Facing billion-dollar impairments, offshore wind giant Ørsted A/S nixed projects entirely and paused spending on a third. A fourth project under development with Eversource Energy terminated all power purchase agreements and plans to rebid in an upcoming solicitation, while Avangrid Inc. also canceled contracts for two projects.

Rooftop solar specialists Sunrun Inc., SunPower Corp., Sunnova Energy International Inc., SolarEdge Technologies Inc. and Enphase Energy Inc. faced expiring net energy metering incentives for California customers, which also drove a share-price sell-off during the second half of the year.

Electrolyzer manufacturers suffered setbacks as sales failed to translate into profits, with Plug Power Inc. warning investors in November that it could run out of liquidity during the next 12 months, while NuScale Power Corp. terminated its first-of-a-kind small modular nuclear reactor project in Idaho.

Clean energy companies faced negative impacts from supply chain disruption and adverse policy changes in 2023, but Morgan Stanley asserted that high interest rates caused the most problems, hitting the values of even more financially stable companies in the sector as higher rates "fueled a concern that renewable energy projects, which use a high degree of debt leverage, were suddenly uneconomic."

The rise in interest rates was particularly hard on companies that operate capital-intensive businesses and rely on recurring access to capital markets to fund growth, Morgan Stanley noted, as well as those companies that are currently unprofitable and may now be grappling with a delayed path to profitability.

2024 elections loom

Solar panel and battery storage prices are expected to moderate in 2024, according to the report, but that could change in 2025 if a Republican wins the next US presidential election.

A Republican administration would likely work to repeal the Inflation Reduction Act and "limit how much of the approved tax credits could be used in practice" while also implementing new tariffs on clean energy imports, "particularly battery storage technology," Morgan Stanley wrote.

Hydrogen tax credits in particular could prove a "convenient political target," analysts at Guggenheim wrote in a Dec. 11 report, while both Guggenheim and Morgan Stanley agreed that manufacturing tax credits would remain "secure" given that most of the plants announced since the IRA was enacted will be located in Republican jurisdictions.

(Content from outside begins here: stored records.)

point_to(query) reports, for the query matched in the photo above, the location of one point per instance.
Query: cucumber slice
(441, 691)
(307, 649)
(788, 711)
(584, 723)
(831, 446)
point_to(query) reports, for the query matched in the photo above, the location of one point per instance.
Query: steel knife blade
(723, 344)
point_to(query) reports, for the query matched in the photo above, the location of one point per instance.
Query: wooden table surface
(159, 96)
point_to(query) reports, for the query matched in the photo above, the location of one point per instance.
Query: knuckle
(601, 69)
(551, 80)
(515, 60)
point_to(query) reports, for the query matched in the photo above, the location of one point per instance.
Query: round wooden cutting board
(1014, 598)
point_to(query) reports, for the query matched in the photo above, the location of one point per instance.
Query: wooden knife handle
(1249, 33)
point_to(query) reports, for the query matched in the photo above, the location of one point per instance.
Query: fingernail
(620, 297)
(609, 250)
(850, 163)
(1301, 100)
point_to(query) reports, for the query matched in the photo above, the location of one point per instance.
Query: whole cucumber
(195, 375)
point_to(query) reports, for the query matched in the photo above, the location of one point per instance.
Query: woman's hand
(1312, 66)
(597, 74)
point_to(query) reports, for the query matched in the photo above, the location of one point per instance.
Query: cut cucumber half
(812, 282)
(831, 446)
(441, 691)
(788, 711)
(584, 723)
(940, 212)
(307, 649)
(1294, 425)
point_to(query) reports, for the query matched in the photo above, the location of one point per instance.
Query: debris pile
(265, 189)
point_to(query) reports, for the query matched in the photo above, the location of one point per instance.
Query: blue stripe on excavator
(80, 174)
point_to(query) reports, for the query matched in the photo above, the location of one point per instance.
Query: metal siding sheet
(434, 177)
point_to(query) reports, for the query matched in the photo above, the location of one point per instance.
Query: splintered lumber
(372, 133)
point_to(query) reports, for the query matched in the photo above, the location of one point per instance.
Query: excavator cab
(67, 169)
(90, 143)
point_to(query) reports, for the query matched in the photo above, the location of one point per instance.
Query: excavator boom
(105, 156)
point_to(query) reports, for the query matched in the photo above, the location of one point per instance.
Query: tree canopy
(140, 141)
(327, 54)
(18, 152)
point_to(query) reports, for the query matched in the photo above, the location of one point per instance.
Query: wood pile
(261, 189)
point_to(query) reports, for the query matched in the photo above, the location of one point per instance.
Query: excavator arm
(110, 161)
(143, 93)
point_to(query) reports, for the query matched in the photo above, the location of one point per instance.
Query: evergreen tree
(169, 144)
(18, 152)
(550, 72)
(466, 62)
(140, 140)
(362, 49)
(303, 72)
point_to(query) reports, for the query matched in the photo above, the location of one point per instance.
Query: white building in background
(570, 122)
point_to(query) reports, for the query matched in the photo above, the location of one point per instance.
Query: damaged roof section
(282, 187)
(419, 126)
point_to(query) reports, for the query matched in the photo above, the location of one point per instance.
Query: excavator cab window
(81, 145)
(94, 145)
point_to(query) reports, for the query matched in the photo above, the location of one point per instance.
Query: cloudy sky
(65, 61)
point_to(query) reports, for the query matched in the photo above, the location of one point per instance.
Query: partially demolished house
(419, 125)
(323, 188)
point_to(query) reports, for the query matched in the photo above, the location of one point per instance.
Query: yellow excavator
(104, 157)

Congressional Republicans are also seeking information related to the US Energy Department's landmark $3 billion debt deal for Sunnova after a partial loan guarantee, touted as the federal government's "single largest commitment ever" to solar power, closed in September.

In a letter to DOE Loan Programs Office Director Jigar Shah, released Dec. 8, House Energy and Commerce Committee Chair Cathy McMorris Rodgers (R-Wash.) and Senate Energy and Natural Resources Ranking Member John Barrasso (R-Wyo.) voiced alarm over "troubling" allegations about the Houston-based company's "maintenance delays" and "predatory" sales practices.

Sunnova stock fell 16% Dec. 8 following the release of the letter to the Loan Programs Office, which received an additional $350 billion in new loan authority under the IRA.

Analysts at Roth Capital Partners and Guggenheim told clients the claims are likely meritless and reiterated their "buy" recommendation on Sunnova's NYSE-listed stock.